“Ben is Back” opens in a beautiful church on Christmas Eve, where Holly Burns (Julia Roberts) watches her daughter sing while her two small children run to hug her. Just as the scene approaches melodrama, Holly threatens to make her kids come to church more than once a year.
This macabre humor typifies director Peter Hedges’ latest film, which screened at the Virginia Film Festival last Saturday in Newcomb Theater. The film stars the director’s son, Academy-Award nominated actor Lucas Hedges. Hedges plays Ben, a young man who has returned home from rehabilitation for his heroin addiction to see his family on Christmas.
“Ben is Back” is darkly and subtly funny, as well as consistently and forcefully uncomfortable. Spurred by the theft of the beloved family dog, Ben and Holly take an unlikely journey on the night of Christmas Eve to find the scruffy Ponce, revisiting numerous suspects from Ben’s life during addiction. As Holly learns about Ben’s secret life of decrepit houses and frightening transactions, the audience does too.
Different from other films about addiction, “Ben is Back” does not depict the beginning of a downward spiral into drug use or an addict covered in track marks, shivering at the point of no return. Instead, Hedges’ Ben is a young, healthy-looking man who has been sober for 77 days. Instead, the movie focuses on the lingering after-effects of addiction. Over the course of single day covered in the film, Ben’s addiction manifests itself both through his physical body and the ramifications of mistakes made during his drug use.
Ben’s consuming struggles as an addict and Holly’s consuming struggles as a parent are at the forefront of each scene, providing an intimate image of a family and the depths of pain, hope, and disappointment. On this cold winter day, much of the action takes place in Holly’s car, where she and Ben talk and listen to and past one another. In this tight space everything seems to slowly unravel. There’s very little music in the film. The audible hum of the engine when Ben and Holly sit in silence in the car seems to say more, though.
Despite its general restraint, a few moments in the film do feel overdone. In one scene, Holly visits the train tracks near the river, where she slowly walks through a clearing filled with ghost-like drug addicts who stand around small fires and slowly walk past her or hauntingly cackle. While the majority of the movie subtly engages the audience with slowly-building conversations, moments like this one feel inauthentic and seem to serve no purpose.
Ben — whose mother, sister, step-father and step-siblings are loving and nurturing — offers proof addiction can and does happen to anyone. While the widespread opioid epidemic in the United States often appears in the news, the idea heroin addiction only affects individuals of low socioeconomic status and in middle-age persists. “Ben is Back” offers an example of a financially stable and well cared-for individual whose addiction started in his adolescence.

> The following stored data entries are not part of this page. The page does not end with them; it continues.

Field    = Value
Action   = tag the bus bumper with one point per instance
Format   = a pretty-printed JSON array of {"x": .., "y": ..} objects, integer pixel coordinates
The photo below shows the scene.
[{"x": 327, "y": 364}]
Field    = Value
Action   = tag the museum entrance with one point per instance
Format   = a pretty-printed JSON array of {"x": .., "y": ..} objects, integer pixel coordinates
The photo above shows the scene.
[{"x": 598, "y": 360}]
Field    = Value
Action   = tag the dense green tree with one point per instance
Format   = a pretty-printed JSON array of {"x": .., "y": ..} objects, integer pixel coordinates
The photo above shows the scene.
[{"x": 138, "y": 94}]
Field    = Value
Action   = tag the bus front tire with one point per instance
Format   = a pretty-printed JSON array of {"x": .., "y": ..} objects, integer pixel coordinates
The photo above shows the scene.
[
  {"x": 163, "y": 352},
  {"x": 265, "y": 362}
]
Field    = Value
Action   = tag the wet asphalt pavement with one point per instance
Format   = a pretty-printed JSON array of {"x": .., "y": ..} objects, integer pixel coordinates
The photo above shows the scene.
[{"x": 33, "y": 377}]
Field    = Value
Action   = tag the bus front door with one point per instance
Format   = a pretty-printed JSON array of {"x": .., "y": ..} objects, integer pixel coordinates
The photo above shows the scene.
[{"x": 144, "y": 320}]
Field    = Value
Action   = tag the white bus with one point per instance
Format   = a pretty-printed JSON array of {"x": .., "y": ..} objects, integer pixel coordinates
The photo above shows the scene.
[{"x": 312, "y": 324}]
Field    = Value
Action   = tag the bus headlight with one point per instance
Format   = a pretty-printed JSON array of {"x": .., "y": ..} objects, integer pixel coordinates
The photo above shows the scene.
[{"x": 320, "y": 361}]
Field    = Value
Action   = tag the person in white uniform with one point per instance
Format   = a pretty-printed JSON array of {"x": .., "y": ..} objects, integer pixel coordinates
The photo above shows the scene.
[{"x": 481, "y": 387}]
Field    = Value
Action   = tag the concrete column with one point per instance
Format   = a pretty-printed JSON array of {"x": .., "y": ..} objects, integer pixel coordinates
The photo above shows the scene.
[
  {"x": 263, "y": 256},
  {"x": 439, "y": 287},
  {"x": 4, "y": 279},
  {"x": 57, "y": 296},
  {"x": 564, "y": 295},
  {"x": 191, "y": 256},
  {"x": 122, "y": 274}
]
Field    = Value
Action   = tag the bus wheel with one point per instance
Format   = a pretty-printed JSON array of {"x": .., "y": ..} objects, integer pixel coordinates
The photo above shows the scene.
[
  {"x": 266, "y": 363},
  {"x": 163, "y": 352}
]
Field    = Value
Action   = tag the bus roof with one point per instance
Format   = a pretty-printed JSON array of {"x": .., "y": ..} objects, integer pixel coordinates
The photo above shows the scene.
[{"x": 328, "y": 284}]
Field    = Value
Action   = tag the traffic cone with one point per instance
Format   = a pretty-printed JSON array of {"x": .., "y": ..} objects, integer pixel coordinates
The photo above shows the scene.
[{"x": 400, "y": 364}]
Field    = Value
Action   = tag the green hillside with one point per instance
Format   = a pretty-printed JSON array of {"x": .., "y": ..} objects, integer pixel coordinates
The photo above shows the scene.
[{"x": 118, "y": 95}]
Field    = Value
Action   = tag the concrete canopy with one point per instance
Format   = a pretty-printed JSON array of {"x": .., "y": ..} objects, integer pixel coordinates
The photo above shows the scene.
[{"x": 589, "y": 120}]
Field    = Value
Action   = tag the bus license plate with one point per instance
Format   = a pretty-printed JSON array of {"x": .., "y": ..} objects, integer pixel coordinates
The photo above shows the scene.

Peter Hedges makes a handful of political points, both obliquely and more directly. Ben’s loving family offers proof that addiction can happen to anyone, subverting the overwhelming narrative that heroin addiction only affects individuals of low socioeconomic status. Later, Holly approaches Ben’s former doctor in the mall, blaming him for her son’s addiction after he over-prescribed painkillers following a snowboarding accident. Holly later screams at a pharmacist for not carrying an opioid overdose reversal drug, shouting her belief that the ease with which the pharmacy prescribes painkillers is to blame for the need of the overdose reversal in the first place.
The film is difficult to watch, filled with a constant sense of impending doom for both Ben and his mother. The tension begins in the second scene, as soon as Holly gets out her car to hug her son, and does not stop until the final shot of the movie.

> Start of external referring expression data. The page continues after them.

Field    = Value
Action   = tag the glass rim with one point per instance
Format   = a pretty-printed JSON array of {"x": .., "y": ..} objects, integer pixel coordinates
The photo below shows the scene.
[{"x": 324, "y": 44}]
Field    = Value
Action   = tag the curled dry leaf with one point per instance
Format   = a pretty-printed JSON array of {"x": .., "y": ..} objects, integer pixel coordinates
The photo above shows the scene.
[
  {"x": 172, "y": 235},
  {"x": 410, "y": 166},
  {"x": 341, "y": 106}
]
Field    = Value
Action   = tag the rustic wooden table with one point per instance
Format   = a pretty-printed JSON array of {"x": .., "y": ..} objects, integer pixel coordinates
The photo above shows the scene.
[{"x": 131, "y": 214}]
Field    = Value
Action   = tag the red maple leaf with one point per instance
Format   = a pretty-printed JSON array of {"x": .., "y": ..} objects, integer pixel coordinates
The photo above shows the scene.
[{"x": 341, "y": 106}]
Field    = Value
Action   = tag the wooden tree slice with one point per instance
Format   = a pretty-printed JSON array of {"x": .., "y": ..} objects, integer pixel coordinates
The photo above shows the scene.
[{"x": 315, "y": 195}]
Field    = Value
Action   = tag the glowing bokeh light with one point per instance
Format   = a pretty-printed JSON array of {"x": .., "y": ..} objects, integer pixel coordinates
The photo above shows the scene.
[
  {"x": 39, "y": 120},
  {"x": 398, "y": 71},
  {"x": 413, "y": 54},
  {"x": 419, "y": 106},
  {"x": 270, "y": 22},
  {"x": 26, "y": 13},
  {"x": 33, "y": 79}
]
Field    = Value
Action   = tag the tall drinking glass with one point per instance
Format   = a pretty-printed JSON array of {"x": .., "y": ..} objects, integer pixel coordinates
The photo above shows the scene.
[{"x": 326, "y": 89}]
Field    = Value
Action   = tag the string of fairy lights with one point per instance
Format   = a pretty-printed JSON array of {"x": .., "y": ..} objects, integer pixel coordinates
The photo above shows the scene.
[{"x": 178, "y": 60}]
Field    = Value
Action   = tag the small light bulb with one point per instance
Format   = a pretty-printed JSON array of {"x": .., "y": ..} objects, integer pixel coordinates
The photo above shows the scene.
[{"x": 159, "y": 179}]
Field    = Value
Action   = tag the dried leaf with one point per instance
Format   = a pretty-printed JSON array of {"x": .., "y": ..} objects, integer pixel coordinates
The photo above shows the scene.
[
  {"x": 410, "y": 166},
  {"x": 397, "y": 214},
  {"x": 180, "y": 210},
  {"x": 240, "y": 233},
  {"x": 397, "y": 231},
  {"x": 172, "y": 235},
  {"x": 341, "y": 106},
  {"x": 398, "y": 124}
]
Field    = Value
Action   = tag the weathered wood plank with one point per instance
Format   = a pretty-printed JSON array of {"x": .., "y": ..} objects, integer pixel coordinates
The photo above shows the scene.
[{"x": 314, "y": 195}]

The strength of this movie comes from the compelling performances of Hedges and Roberts, who play off each other and depict a complex and beautiful mother-son relationship. This relationship is markedly realistic, in its tenderness, anger and strain to regain connection and control. Roberts expressess an unfailing, impossible love that knows no bounds and ultimately leaves her blind to the extent of her son’s dependency.